At 12 for 4 in the twelfth of 35 overs we seemed to have the game firmly in our grip, but of course that was an illusion. It didn’t go to pieces. The boundary off Dinesh remained the only one until the twenty-first over. But we stopped getting wickets. Gregory perhaps had a half-chance at a caught-and-bowled: Joji beat the bat a couple of times. But Priston batted sensibly, without hurrying. Immediately before the drinks break they attacked Tobias, who had been tidy up to then, and took the partnership past fifty. A decision was made to change pace, and Bruce recalled Dinesh, who broke through almost at once. Mihir was tried at the other end and he took two wickets with slower balls, but he also gave away a few runs: so, surprisingly, did Subrata when he returned. Still, 89-7 was definitely good for us. But again we couldn’t quite finish it. With a proper batsman, who had come in at three and played very well, still around, Bruce didn’t want to bowl himself (he is very effective if tailenders try to attack him) and he selected Mub ahead of Kamal. That didn’t really work, though a couple of miscues went not far out of reach. Finally Bruce turned to Joji and Kamal, who ended the innings abruptly.

We had hoped not to have to chase as many as 129. Still, to win they would have to bowl us out. Jaideep and Mub opened. Midweek, they had added a hundred, with Jaideep making the early running; but this was trickier, and they were both cautious. One opening bowler was very accurate: the other certainly carried a danger, but offered width sometimes. A dozen extras helped to build a partnership of 37 in ten overs: then the accurate bowler produced a completely rank full toss, and Jaideep hit it tamely back to him.

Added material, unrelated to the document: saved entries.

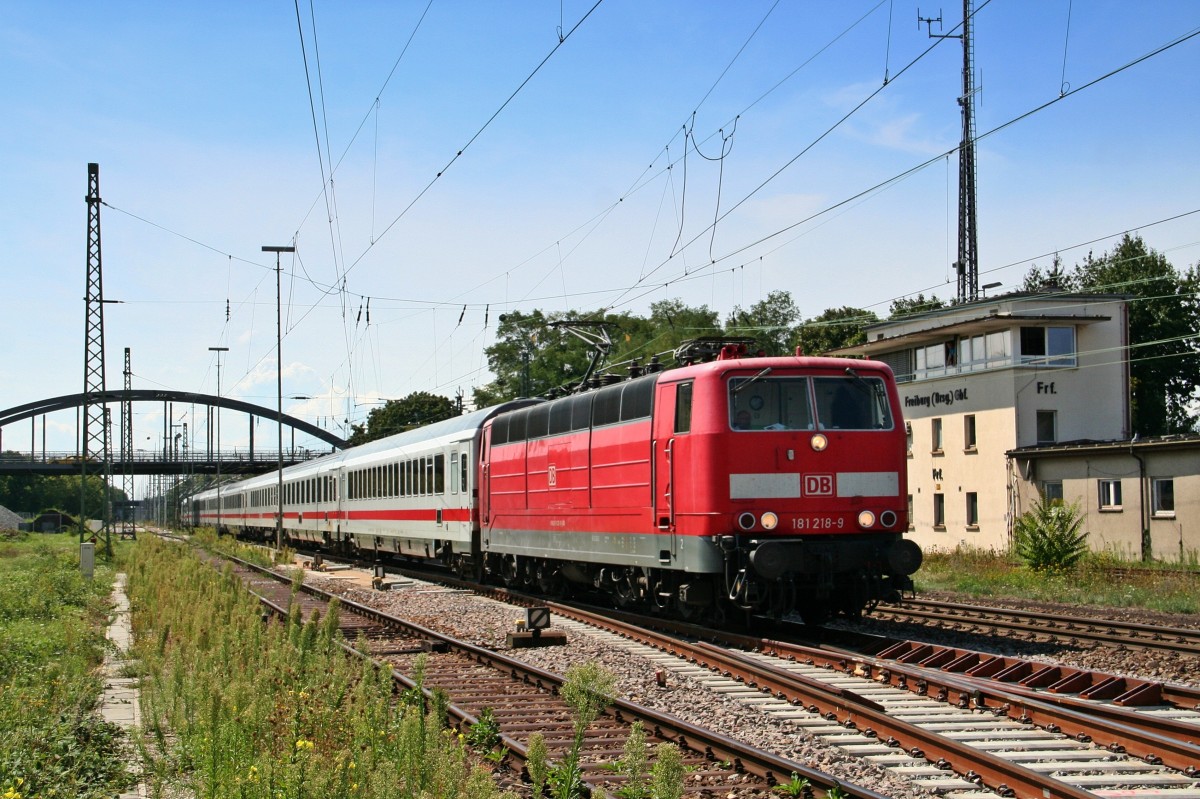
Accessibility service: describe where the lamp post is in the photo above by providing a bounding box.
[209,346,228,534]
[263,244,295,550]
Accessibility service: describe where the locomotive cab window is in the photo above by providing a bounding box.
[813,376,892,430]
[729,376,814,431]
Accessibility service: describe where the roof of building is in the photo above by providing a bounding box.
[1007,433,1200,459]
[830,290,1122,357]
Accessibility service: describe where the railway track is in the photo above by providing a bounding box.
[193,545,893,799]
[185,536,1200,798]
[515,601,1200,799]
[867,597,1200,656]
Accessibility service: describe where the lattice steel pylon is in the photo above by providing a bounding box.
[920,1,979,303]
[120,347,136,539]
[956,0,979,303]
[82,162,113,555]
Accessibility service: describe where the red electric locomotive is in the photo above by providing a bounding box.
[479,343,921,624]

Shortly before that, Mub had survived a close LBW appeal and been dropped at midwicket. Subrata hung around for a bit but was leg before, pad-bat rather than bat-pad, before he could do much. This is another thing that used not to be given out before DRS, which proved that it happens quite often and that it isn’t very hard to get right. Rohan fell the same way to the same bowler: Bruce was probably glad to have an easy decision this time. At 49 for three the match could have gone either way.

The decisive partnership really was the one that followed, 52 by Mub and Kamal. Kamal plays flicks and scoops and scores most of his runs behind the wicket, but he is not rash except perhaps in running. His aim is to keep turning the strike over. Today he started with seven dots, followed by six singles, with little risk. Mub plays many more dots but will punish anything loose. We did have a piece of luck. The bowler who had got Subrata and Rohan was taken off, and puzzlingly did not bowl again: the new bowler lost his rhythm totally (for them it was the first match of the season) and bowled a string of wides and no-balls. That got the score moving again, and meant we didn’t have to worry about the run rate. But just when it all seemed under control, Kamal committed the error of Misbah-ul-Haq and scooped a catch to short fine. Back came the accurate opener to bowl his two remaining overs. Dinesh chopped on, Tobias chipped a return catch first ball. Joji stopped the hat trick, but we still needed nearly thirty and there were Mihir, Bruce and Gregory, none of them much use with a bat, to come. Mub stayed calm. Joji had some anxious moments but he saw off the opener, and after that it was downhill to the finish.